Fraud in the insurance industry is calculated to be $100 billion to $300 billion a year, a cost that gets passed directly to consumers in the form of higher premiums. All told, combined public-and private-sector fraud costs every household in the United States probably around $5,000 a year—or roughly the equivalent of working four months at a minimum-wage job. A hunter-gatherer community that lost four months’ worth of food would face a serious threat to its survival, and its retribution against the people who caused that hardship would be immediate and probably very violent.
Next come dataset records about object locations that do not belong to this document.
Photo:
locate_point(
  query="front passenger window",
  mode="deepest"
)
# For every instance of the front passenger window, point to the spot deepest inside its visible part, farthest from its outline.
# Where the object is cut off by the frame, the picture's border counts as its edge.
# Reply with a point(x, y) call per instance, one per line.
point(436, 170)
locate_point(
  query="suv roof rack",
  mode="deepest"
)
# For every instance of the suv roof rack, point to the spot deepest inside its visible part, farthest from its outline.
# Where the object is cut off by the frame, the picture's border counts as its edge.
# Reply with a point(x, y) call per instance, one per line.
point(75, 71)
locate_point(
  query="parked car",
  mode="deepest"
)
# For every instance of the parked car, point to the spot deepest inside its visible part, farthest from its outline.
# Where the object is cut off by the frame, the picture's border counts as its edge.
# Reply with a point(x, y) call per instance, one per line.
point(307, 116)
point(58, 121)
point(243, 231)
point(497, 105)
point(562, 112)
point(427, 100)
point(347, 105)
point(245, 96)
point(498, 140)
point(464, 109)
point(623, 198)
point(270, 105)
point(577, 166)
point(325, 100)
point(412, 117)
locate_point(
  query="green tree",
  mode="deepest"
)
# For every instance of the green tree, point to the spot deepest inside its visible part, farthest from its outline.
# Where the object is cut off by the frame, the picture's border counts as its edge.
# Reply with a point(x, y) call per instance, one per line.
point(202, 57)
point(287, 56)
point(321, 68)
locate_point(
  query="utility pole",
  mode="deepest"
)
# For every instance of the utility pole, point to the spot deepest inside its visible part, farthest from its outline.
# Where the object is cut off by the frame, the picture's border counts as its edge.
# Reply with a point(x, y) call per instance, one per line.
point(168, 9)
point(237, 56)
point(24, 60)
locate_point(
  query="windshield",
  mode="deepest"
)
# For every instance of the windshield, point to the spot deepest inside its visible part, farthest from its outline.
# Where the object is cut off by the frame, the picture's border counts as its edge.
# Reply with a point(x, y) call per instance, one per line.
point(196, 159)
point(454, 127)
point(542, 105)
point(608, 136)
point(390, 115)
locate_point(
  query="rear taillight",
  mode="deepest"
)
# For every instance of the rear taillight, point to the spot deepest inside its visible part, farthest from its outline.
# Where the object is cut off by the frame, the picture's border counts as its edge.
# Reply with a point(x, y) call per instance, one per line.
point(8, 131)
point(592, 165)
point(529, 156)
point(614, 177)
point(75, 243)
Westerners live in a complex society, and opportunities for scamming relatively small amounts of money off the bottom are almost endless—and very hard to catch. But scamming large amounts of money off the top seems even harder to catch. Fraud by American defense contractors is estimated at around $100 billion per year, and they are relatively well behaved compared to the financial industry. The FBI reports that since the economic recession of 2008, securities and commodities fraud in the United States has gone up by more than 50 percent. In the decade prior, almost 90 percent of corporate fraud cases—insider trading, kickbacks and bribes, false accounting—implicated the company’s chief executive officer and/or chief financial officer. The recession, which was triggered by illegal and unwise banking practices, cost American shareholders several trillion dollars in stock value losses and is thought to have set the American economy back by a decade and a half. Total costs for the recession have been estimated to be as high as $14 trillion—or about $45,000 per citizen.

Most tribal and subsistence-level societies would inflict severe punishments on anyone who caused that kind of damage. Cowardice is another form of community betrayal, and most Indian tribes punished it with immediate death. (If that seems harsh, consider that the British military took “cowards” off the battlefield and executed them by firing squad as late as World War I.) It can be assumed that hunter-gatherers would treat their version of a welfare cheat or a dishonest banker as decisively as they would a coward. They may not kill him, but he would certainly be banished from the community. The fact that a group of people can cost American society several trillion dollars in losses—roughly one-quarter of that year’s gross domestic product—and not be tried for high crimes shows how completely de-tribalized the country has become.